This morning on CNBC Warren Buffett, the largest holder in IBM (with nearly 9% of the shares outstanding), said he is not sure if he’s made a mistake owning the stock, but he has not sold a share. Watch the interview here:
Buffett started out by saying that sometimes when they buy a stock and it goes down they just sell it, other times they buy more and it works out. This coming from a guy who’s preferred investment time horizon is “forever”. There is recent precedent where Buffett bought a large stake in a U.S. mega cap stock, was wrong and closed. Exxon Mobile (XOM) early last year (read here). But in general, he has the luxury of being patient with investments that are not working. You and I don’t.
Since buying his initial $11 billion IBM stake in 2011, and registering mark to market gains, IBM has declined nearly 40% from its all time highs in 2013, while the S&P 500 (SPX), is down less than 10% from its highs and still up close to 70% from its 2011 lows. Sadly, Mr. Buffett could have thrown a dart at his Bloomberg Terminal and had a better return:
Since Buffett bought his initial stake in IBM, the company’s annual sales have dropped 23% from $107 billion in 2011 to $82 billion last year, while consensus is calling for a 5% decline in 2016 and its second consecutive 10% eps decline and eps estimate that is expected to match 2011’s $13.45 a share. The problem is that since 2011 the company has shrunk their float by over 200 million shares, massively aiding that eps number, with most of their operating cash flow going to capital return. Last fall legendary hedge fund investor Stanley Druckenmiller explained to Bloomberg’s Stephanie Ruhle why he thought it was a “high probability” short. To him IBM is old technology that will be replaced by the cloud. And he thinks there is a bunch of financial engineering and they are not investing in their future. He does not seem too bothered by Buffett’s investment. Watch here:
IBM’s nearly 4% dividend yield and commitment to share buybacks means the stock screens as cheap. But it seems clear that Druckenmiller thinks it is a value trap because they are losing at the innovation battle with companies like Amazon (AMZN) who are not managing earnings and are investing in their businesses to dethrone the likes of IBM.

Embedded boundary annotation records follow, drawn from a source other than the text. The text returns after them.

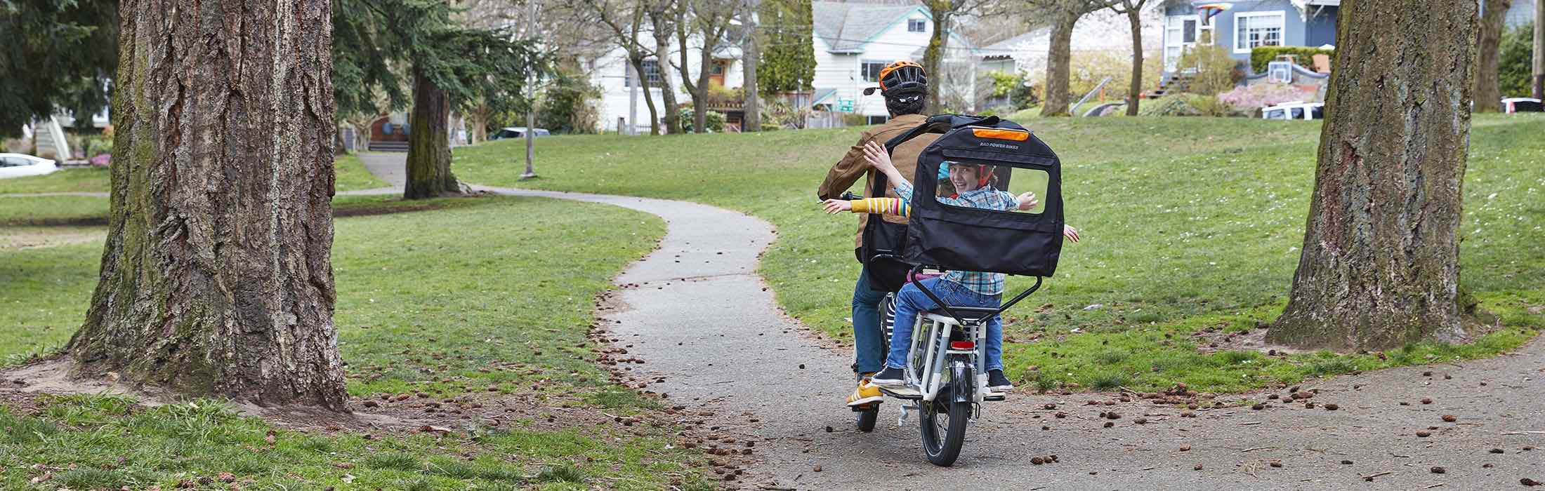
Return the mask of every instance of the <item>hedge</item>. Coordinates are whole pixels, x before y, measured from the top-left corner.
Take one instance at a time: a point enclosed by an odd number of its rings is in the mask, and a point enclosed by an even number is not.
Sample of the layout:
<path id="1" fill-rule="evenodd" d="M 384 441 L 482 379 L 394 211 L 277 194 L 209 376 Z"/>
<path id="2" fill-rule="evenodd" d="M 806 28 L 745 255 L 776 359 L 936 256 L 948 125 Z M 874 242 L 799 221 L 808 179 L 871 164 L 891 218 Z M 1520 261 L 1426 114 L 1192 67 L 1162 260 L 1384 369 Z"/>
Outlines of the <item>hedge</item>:
<path id="1" fill-rule="evenodd" d="M 1250 49 L 1250 71 L 1265 73 L 1265 65 L 1275 60 L 1281 54 L 1292 54 L 1298 60 L 1298 65 L 1313 69 L 1316 54 L 1336 56 L 1335 49 L 1319 49 L 1309 46 L 1261 46 Z"/>

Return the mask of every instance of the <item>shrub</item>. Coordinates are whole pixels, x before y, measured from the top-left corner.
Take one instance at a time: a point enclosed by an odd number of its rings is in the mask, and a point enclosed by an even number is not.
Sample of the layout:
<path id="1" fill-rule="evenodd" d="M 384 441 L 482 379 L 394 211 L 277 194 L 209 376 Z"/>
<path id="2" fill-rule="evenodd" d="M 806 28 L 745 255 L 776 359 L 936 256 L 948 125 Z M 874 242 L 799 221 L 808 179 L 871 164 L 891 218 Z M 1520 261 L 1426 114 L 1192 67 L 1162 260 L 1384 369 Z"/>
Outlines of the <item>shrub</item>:
<path id="1" fill-rule="evenodd" d="M 1258 110 L 1284 102 L 1306 100 L 1306 96 L 1313 97 L 1304 93 L 1304 90 L 1298 88 L 1296 85 L 1256 83 L 1247 86 L 1236 86 L 1231 91 L 1217 94 L 1217 100 L 1241 110 Z"/>
<path id="2" fill-rule="evenodd" d="M 1315 65 L 1313 59 L 1316 54 L 1329 54 L 1335 57 L 1336 51 L 1309 48 L 1309 46 L 1261 46 L 1250 49 L 1250 71 L 1265 73 L 1267 63 L 1270 63 L 1272 60 L 1275 60 L 1278 56 L 1282 54 L 1292 54 L 1293 59 L 1298 60 L 1298 65 L 1301 66 L 1313 66 Z"/>
<path id="3" fill-rule="evenodd" d="M 1031 105 L 1040 103 L 1035 97 L 1035 86 L 1024 83 L 1023 74 L 1010 74 L 1003 71 L 989 71 L 987 79 L 992 80 L 992 97 L 1009 97 L 1009 105 L 1012 110 L 1023 110 Z"/>
<path id="4" fill-rule="evenodd" d="M 1216 96 L 1233 90 L 1244 79 L 1239 62 L 1224 46 L 1193 46 L 1180 56 L 1180 66 L 1196 66 L 1188 93 Z"/>
<path id="5" fill-rule="evenodd" d="M 538 127 L 553 133 L 595 133 L 599 128 L 601 113 L 590 100 L 601 97 L 601 88 L 590 85 L 584 73 L 559 69 L 545 86 L 536 113 Z M 516 116 L 521 117 L 518 125 L 524 127 L 525 114 Z"/>
<path id="6" fill-rule="evenodd" d="M 1228 116 L 1233 108 L 1214 96 L 1204 94 L 1171 94 L 1163 96 L 1137 110 L 1139 116 Z"/>
<path id="7" fill-rule="evenodd" d="M 692 108 L 683 108 L 680 114 L 681 131 L 692 133 Z M 703 122 L 708 124 L 708 131 L 725 133 L 725 113 L 708 111 L 708 114 L 703 116 Z"/>
<path id="8" fill-rule="evenodd" d="M 1497 88 L 1503 97 L 1530 96 L 1530 66 L 1534 59 L 1534 25 L 1514 26 L 1502 34 L 1497 46 Z"/>

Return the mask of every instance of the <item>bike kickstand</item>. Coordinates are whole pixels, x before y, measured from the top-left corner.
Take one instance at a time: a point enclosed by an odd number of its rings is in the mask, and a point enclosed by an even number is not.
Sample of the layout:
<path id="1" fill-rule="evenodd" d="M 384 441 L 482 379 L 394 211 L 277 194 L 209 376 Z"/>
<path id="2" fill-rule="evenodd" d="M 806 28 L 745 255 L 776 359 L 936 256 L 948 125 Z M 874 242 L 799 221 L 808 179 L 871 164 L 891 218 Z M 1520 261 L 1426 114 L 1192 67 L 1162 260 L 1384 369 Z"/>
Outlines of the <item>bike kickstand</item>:
<path id="1" fill-rule="evenodd" d="M 901 428 L 901 426 L 907 425 L 907 412 L 912 412 L 912 411 L 919 411 L 918 405 L 904 405 L 904 406 L 901 406 L 901 417 L 896 418 L 896 428 Z"/>

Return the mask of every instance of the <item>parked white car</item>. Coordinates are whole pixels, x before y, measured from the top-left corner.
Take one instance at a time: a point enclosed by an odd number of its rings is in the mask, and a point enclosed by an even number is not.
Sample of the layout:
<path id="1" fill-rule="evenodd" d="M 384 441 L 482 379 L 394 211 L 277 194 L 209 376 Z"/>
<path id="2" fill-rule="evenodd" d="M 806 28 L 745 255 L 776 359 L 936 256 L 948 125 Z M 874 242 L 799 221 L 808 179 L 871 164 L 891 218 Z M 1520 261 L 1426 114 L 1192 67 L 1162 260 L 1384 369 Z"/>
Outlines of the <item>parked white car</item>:
<path id="1" fill-rule="evenodd" d="M 1285 102 L 1261 108 L 1261 119 L 1326 119 L 1324 102 Z"/>
<path id="2" fill-rule="evenodd" d="M 1508 97 L 1508 99 L 1502 99 L 1502 111 L 1503 113 L 1509 113 L 1509 114 L 1511 113 L 1539 113 L 1539 111 L 1545 111 L 1545 108 L 1542 108 L 1540 107 L 1540 100 L 1534 99 L 1534 97 Z"/>
<path id="3" fill-rule="evenodd" d="M 54 161 L 22 153 L 0 153 L 0 179 L 42 176 L 59 170 Z"/>

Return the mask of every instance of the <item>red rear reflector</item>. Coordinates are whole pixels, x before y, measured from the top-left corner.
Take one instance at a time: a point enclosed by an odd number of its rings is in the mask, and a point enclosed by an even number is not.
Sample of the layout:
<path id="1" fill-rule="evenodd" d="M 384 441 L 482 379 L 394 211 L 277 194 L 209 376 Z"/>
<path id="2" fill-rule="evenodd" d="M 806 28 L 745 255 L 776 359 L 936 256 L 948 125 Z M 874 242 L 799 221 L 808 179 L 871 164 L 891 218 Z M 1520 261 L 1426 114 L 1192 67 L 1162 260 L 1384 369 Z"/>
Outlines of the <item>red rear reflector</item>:
<path id="1" fill-rule="evenodd" d="M 1031 139 L 1031 134 L 1018 130 L 1000 130 L 1000 128 L 973 128 L 970 134 L 975 137 L 992 137 L 1000 141 L 1015 141 L 1023 142 Z"/>

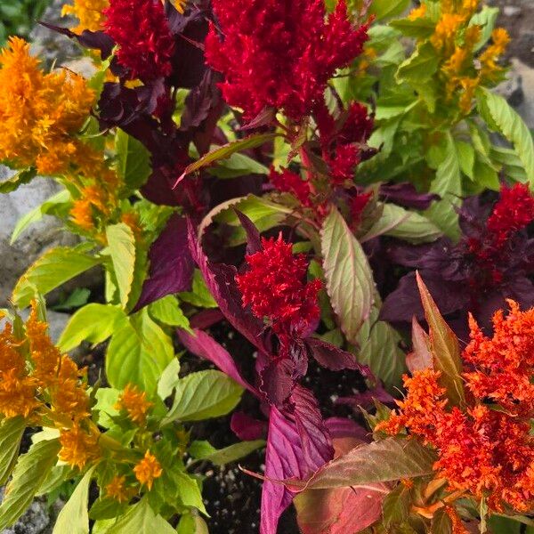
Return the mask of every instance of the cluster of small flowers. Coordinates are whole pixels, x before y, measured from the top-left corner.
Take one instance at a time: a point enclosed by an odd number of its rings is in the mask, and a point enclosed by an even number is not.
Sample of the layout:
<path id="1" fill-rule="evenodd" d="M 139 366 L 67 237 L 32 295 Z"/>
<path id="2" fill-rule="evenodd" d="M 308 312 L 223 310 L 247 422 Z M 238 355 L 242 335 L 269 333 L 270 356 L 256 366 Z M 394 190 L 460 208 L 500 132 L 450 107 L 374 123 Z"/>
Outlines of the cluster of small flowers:
<path id="1" fill-rule="evenodd" d="M 249 269 L 236 276 L 243 305 L 266 318 L 279 336 L 302 335 L 319 319 L 317 294 L 321 282 L 306 282 L 308 262 L 293 255 L 281 234 L 262 239 L 263 250 L 247 256 Z"/>
<path id="2" fill-rule="evenodd" d="M 480 289 L 484 283 L 501 282 L 503 274 L 499 266 L 506 264 L 514 236 L 532 221 L 534 197 L 529 186 L 522 183 L 512 188 L 503 186 L 480 237 L 466 238 L 460 244 L 473 256 L 477 265 L 479 276 L 471 280 L 473 289 Z"/>
<path id="3" fill-rule="evenodd" d="M 44 175 L 98 173 L 101 158 L 76 138 L 95 98 L 85 80 L 65 70 L 45 74 L 18 37 L 2 51 L 0 67 L 0 159 Z"/>
<path id="4" fill-rule="evenodd" d="M 160 0 L 110 0 L 106 33 L 118 44 L 117 59 L 131 79 L 150 82 L 169 76 L 174 40 Z"/>
<path id="5" fill-rule="evenodd" d="M 368 27 L 349 20 L 344 0 L 328 17 L 323 0 L 214 0 L 213 7 L 217 22 L 206 41 L 206 60 L 225 76 L 226 101 L 249 119 L 274 108 L 300 122 L 368 39 Z"/>
<path id="6" fill-rule="evenodd" d="M 441 18 L 431 43 L 442 57 L 442 72 L 446 77 L 448 98 L 457 96 L 460 109 L 469 113 L 476 89 L 482 84 L 498 81 L 504 71 L 498 64 L 505 53 L 510 36 L 504 28 L 491 34 L 492 43 L 477 58 L 473 67 L 476 45 L 481 37 L 481 27 L 470 24 L 479 7 L 479 0 L 463 0 L 459 6 L 453 0 L 441 0 Z M 426 5 L 422 4 L 409 15 L 416 20 L 425 17 Z M 474 76 L 473 76 L 474 74 Z"/>
<path id="7" fill-rule="evenodd" d="M 447 409 L 441 372 L 418 371 L 404 377 L 408 395 L 400 412 L 377 430 L 396 434 L 403 428 L 434 447 L 438 476 L 451 490 L 488 498 L 491 510 L 518 512 L 534 506 L 534 309 L 493 318 L 494 335 L 483 335 L 470 319 L 471 342 L 464 360 L 473 370 L 463 377 L 471 394 L 466 407 Z M 495 405 L 498 408 L 495 409 Z"/>
<path id="8" fill-rule="evenodd" d="M 0 415 L 5 418 L 22 417 L 28 425 L 58 429 L 60 458 L 81 470 L 101 459 L 104 434 L 91 419 L 85 370 L 61 354 L 47 328 L 46 323 L 39 320 L 37 306 L 33 303 L 23 338 L 15 336 L 9 323 L 0 333 Z M 151 407 L 146 393 L 134 386 L 125 388 L 117 405 L 139 426 L 146 424 Z M 162 469 L 147 450 L 133 473 L 137 481 L 150 490 Z M 111 490 L 117 485 L 115 481 Z"/>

That’s all fine and good, but the stock’s recent test of the long term uptrend at 5 and half years lows earlier this month could offer fundamental bulls a little hope that the stock might have capitulated:
Taking a look at the chart since its lows in 2009, it might have just bounced off of its prior post financial crisis breakout level:
IBM has been in a volatile stock despite its old tech status, which has been reflected in prices of its options prices, with 30 day at the money implied volatility at about the mid point of the one year range, options prices look fair to cheap:
So what’s the trade?? Well, you have a couple investing legends who view the stock in a very different way. If you asked little ol’ me, I’d say the stock likely sees lower lows as revenue growth may be very elusive without an expensive acquisition that would likely mean a slowing of their financial engineering and a higher leverage ratio.
But cause we are the risk reversal guys and we recognize that some of you might like to ride the coattails of some investing whales, we’ll lay out a long stock alternative with defined risk, and a way to short a company that is “short innovation” as Druckenmiller has referred to IBM.
We think it makes sense to look at to October expiration and give a long biased trade time as any stabilization and turnaround from here will take quarters. October expiration will catch Q1 results in April, Q2 results in July and likely even Q3 results in October. If I were inclined to play IBM from the long side, I might consider financing the purchase of longer dated calls.
IBM ($131.50) Buy April / October 140 call calendar for $4.35
- Sell to open 1 April 140 call at 1.05
- Buy to open 1 Oct 140 call for 5.40
Break-Even on April Exp:
The ideal situation is that the stock grinds higher to 140, the April calls expire worthless, offsetting the time decay of the October calls that you own. At that point you consider selling a higher strike call in Oct creating a vertical call spread, or possibly turn again into a calendar. The max risk to the trade is the $4.35 in premium paid.
Rationale: Targeting April expiration as Q1 earnings are already confirmed for April 18th, after April expiration:
If you agree with Druckenmiller, you might want to also use a put calendar, but play for a miss near term and possibly play for capitulation after Q1 results scheduled for April 18th.
IBM ($131.50) Buy April 120 / May 125 put vertical for $2.90
- Sell to open 1 April 120 put at 1
- Buy to open 1 May 125 put for 3.80
Break-even on April Expiration:
If the stock is above $120 on April expiration then the April put you are short expires worthless and you own the higher strike May 125 put (of a different strike) for $1 less. The ideal scenario is that the stock works lower in April expiration and then you have the opportunity to sell a lower strike put in May, creating a vertical put spread in front of earnings.